The Document class has a get() method that can be used to extract the information that was stored in the index. For example, to get the author from the Document we would code doc.get("author"). Since we added the article itself as Field.UnStored, attempting to get it will return null. However, since we added the URL of the article to the index, we can get the URL and display it to the user in our result list. We should always close the IndexSearcher after we have finished extracting all the Document objects. Attempting to extract a Document after closing will generate an error:

java.io.IOException: Bad file descriptor

Specifying Search Criteria

Lucene supports a wide array of possible searches including AND OR and NOT, fuzzy searches, proximity searches, wildcard searches, and range searches.

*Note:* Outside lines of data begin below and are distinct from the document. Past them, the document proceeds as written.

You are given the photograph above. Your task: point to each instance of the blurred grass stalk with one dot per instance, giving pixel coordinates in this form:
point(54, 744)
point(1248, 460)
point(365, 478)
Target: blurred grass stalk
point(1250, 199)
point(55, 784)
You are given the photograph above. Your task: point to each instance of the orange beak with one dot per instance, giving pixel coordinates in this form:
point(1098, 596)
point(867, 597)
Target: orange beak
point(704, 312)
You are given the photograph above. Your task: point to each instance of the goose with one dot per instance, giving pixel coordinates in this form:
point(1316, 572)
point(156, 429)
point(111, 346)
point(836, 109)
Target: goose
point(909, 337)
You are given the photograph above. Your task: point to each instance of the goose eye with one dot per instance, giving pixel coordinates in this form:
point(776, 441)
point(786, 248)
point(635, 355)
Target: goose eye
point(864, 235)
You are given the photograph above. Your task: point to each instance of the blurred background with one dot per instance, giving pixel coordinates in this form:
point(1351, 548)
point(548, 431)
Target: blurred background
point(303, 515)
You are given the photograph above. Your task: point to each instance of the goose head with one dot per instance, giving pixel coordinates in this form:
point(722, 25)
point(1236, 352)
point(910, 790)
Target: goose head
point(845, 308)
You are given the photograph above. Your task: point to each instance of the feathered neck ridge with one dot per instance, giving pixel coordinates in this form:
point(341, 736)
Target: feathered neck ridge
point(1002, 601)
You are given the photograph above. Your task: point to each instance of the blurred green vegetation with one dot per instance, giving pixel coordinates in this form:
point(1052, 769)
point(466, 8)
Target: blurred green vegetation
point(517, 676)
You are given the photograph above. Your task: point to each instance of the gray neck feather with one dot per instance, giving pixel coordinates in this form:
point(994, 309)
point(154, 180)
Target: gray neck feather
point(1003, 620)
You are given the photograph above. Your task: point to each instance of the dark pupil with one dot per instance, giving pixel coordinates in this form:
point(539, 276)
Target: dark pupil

Let's take a look at a couple of examples:

Find all of Professor Henry's articles that contain relativity and quantum physics:

author:Henry relativity AND "quantum physics"

Find all the articles that contain the phrase "string theory" and don't contain Einstein:

"string theory" NOT Einstein

Find all the articles that contain Kepler within five words of Galileo:

"Galileo Kepler"~5

Find all the articles that Professor Johnson wrote in January of this year:

author:Johnson date:[01/01/2004 TO 01/31/2004]

If we don't specify a field, then the default is to use the field specified in the constructor of the QueryParser. In our example, that would be the article field. You can search on any field in the Document unless it was added as Field.UnIndexed. Another example of a field that you might wish to store but not index might be a short summary of the article that you wish to display to the user along with the other results.

Conclusion

Lucene is a highly sophisticated and yet simple to use search engine. It does not automatically search your documents but it provides a framework for writing your own search. Using Lucene you could easily build a web spider for any web site. Although Lucene only supports simple text, there are Java classes that are available that can convert HTML, XML, Word documents, and PDF files into simple text. Many of these classes are available from the Lucene web site. Like many of the Jakarta projects, the documentation for Lucene is not very good, but with a little trial and error you should be able to get Lucene working.